Now, these students are approaching this project from various angles, but in general here are the data sources we have been using with GIS and SPSS:
- American Factfinder Census 2000 and Census 1990 data joined to nationwide county shapefiles obtained from the NationalAtlas.gov.
- CensusCD 1980 and CensusCD 1970, a commercial product from Geolytics.
- AGS Estimates & Projections dataset, a commercial dataset providing 2005 demographic estimates and 2010 projections.
- Sourcebook America, a commercial product now distributed by ESRI Business Information Solutions.
- State-provided population/voter count projections, such as the Texas Population Projections Program, which provides county-level population/ethnicity/age estimates through 2040.
- Unfortunately, I was unable to track down freely accessible and electronic nationwide voting results down to the county level.

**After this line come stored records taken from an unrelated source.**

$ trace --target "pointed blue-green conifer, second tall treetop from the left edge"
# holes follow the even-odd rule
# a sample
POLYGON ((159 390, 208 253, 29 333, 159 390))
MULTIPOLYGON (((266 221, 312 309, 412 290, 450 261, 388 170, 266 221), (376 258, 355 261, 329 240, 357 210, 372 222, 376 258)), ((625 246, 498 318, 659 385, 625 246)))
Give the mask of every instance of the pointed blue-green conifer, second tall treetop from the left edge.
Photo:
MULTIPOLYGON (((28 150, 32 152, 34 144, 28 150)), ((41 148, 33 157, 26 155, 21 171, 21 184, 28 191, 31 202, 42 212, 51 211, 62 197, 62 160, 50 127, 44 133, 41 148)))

Even the U.S. government websites point us to the commercial Election Data Services, who we are now in the process of obtaining and negotiating price information.
Political science use of GIS on campus began with an open workshop that I held in 2003. The workshop was a site selection exercise where a fictitious democratic candidate (ha!) for the gubernatorial Texas election needed to locate effective locations for campaign headquarters in North Texas. This workshop was attended by Dr. Jose Gutierrez who single-handedly has been spearheading the use of GIS by political science faculty and students on campus. Yes, this same professor made David Horowitz's list of the 100 Most Dangerous Professors in the US.

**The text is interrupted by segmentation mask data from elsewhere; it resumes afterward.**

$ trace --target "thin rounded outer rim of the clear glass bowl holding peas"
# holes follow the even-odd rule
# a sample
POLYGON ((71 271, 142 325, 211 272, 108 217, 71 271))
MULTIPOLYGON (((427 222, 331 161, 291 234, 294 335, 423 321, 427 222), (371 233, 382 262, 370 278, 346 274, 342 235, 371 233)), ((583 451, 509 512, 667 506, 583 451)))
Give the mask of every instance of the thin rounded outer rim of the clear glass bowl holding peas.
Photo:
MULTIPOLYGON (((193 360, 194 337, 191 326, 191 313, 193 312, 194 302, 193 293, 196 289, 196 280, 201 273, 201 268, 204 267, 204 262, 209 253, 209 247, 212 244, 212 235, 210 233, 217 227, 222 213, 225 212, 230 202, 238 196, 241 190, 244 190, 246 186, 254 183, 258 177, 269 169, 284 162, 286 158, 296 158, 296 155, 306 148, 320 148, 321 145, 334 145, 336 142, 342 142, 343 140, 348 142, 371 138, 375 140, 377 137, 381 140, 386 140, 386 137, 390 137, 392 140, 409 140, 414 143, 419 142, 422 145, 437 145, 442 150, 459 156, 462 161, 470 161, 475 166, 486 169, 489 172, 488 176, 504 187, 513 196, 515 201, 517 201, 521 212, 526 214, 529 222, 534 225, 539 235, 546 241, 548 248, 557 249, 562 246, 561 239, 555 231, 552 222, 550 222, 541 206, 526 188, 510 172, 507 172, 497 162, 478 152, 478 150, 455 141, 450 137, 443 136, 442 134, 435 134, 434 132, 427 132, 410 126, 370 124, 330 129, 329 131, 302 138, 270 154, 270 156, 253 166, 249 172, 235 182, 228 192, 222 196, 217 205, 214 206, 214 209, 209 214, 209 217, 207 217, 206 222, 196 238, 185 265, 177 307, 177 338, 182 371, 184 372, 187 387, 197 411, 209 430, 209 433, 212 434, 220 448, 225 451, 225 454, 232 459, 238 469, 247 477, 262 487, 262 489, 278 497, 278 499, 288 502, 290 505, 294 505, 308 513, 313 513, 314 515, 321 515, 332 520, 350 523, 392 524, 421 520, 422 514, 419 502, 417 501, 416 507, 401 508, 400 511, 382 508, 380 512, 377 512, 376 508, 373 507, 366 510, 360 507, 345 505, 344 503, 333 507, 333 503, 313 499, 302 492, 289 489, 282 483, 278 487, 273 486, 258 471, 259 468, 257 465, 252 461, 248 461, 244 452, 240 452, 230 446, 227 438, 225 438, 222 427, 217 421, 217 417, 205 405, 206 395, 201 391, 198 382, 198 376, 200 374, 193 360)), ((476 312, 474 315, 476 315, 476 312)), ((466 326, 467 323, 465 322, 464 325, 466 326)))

Dr Gutierrez's undergraduate Texas Local Government courses then served as the pilot project for the successful Spatial Reserves program here at the Library. Click here for more information about this ArcIMS-driven political science project.
Last month, during my blogging hiatus, Dr. Gutierrez and I presented a paper to the American Political Science Association Teaching & Learning Conference detailing the ArcIMS-driven project and the potential for similar projects to be developed. It was very well received. To view the paper, navigate to uploaded papers database and search for 'Been' as an author.
My plan now is to follow all this up with a repeat of the workshop (upgraded of course) this Fall semester to see whether we can continue to grow political science's use of GIS.
2 comments:
Hi,
I just finished a project as a graduate student at Ohio State, and want to thank you for this post. Some of the links helped a great deal since I was working on data for Mansfield, TX. Thanks for the great page.
That's great. Glad these links here helped.
Mansfield, just south of Arlington, is one of the hottest topics students here research as well because the pop/economy is increasing faster than any other part of the county. It's neat to see folks as far as Ohio researching a smaller-sized city like Mansfield as well.
Hey, thanks for the comment. Appreciate it.